I am indebted to Frank Russo and Jeremy Day-O’Connell for two thought provoking commentaries on the original article. The text was intended to open up space for debate, and both commentaries introduce themes that usefully extend the conversation, and that warrant further discussion. Here I can do no more than add a few comments that encourage such a continuation.
Russo usefully positions the discussion of joint speech in the broad field of joint action, where a variety of theoretical frameworks co-exist, encompassing both representational and non-representational approaches. In Cummins (2012, 2013) I have sought to consider joint speech within broader embodied, enactive, and hence nonrepresentational approaches to joint action, but I think the topic also holds promise for exegesis within representational frameworks, such as Garrod and Pickering (2009), or Sebanz, Bekkering, and Knoblich (2006).
The question of whether joint speech and associated behaviors bear comparison with animal models is a rich one indeed, and underexplored. The collective dynamics of flocking and shoaling provides one possible route in, and the rich corpus of work by Vicsek and colleagues provides several rich points of comparison (e.g., Néda, Ravasz, Brechet, Vicsek, & Barabási, 2000, or Vicsek & Zafeiris, 2012). No clear analog among apes has been identified, but interesting comparisons have been made in Merker (1999, 2000). Synchronized chorusing in frogs or flashing in fireflies represent a rather different set of relevant behaviors that are characterized by a rigidity of tempo quite unlike human vocal and gestural synchronization. Some relevant discussion is given in Patel (2010, Chapter 7).

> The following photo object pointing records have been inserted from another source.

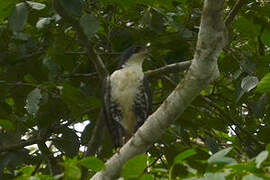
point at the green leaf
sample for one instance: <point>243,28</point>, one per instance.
<point>260,158</point>
<point>89,24</point>
<point>249,82</point>
<point>147,177</point>
<point>6,8</point>
<point>180,157</point>
<point>32,101</point>
<point>219,157</point>
<point>214,176</point>
<point>18,18</point>
<point>267,147</point>
<point>251,177</point>
<point>68,143</point>
<point>35,5</point>
<point>74,99</point>
<point>10,101</point>
<point>264,84</point>
<point>7,124</point>
<point>134,167</point>
<point>250,167</point>
<point>72,172</point>
<point>72,7</point>
<point>92,163</point>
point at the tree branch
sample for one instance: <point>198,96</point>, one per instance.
<point>181,66</point>
<point>21,144</point>
<point>202,71</point>
<point>236,8</point>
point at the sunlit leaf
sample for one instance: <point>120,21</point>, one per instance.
<point>180,157</point>
<point>264,84</point>
<point>7,124</point>
<point>36,5</point>
<point>219,157</point>
<point>32,101</point>
<point>251,177</point>
<point>249,83</point>
<point>19,17</point>
<point>261,157</point>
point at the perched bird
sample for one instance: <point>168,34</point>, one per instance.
<point>127,100</point>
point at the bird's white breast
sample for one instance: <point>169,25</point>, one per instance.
<point>124,86</point>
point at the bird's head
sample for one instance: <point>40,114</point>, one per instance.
<point>134,55</point>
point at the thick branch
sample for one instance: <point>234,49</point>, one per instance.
<point>202,70</point>
<point>236,8</point>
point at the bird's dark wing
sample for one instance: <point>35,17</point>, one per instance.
<point>143,103</point>
<point>112,114</point>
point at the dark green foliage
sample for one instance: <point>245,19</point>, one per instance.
<point>49,85</point>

Day-O’Connell opens up discussion of melody and harmony, which I chose to leave unaddressed, as they are elements that most clearly differentiate music from speech generally, and joint speech in particular. There are no clear lines of demarcation here, and Day-O’Connell correctly points out that novel considerations, such as affect and the coordination of difference enter and enrich the debate, drawing our attention to new dimensions of the collective activity that brings forth music, not least to considerations of aesthetics and pleasure. I confess that my starting point as a phonetician leaves me less competent to comment here, but it is my hope that the nonce erasure of imagined boundaries between the domains of speech and song, and more broadly between music and language will encourage others, more qualified than I, to enter the fray.
The suggestion that the working definition of uttering “the same thing at the same time” might usefully be extended to enlarge the set of relevant phenomena is entirely apt and brings many more potential issues to the fore. Beyond enlarging the debate to include more canonical forms of music making, I look forward to finding ways to introduce neglected topics such as synchronized breathing in ritual, or the manner in which mantras are employed to the broad discussion. I thank both commentators and relish the extension of this debate in the future.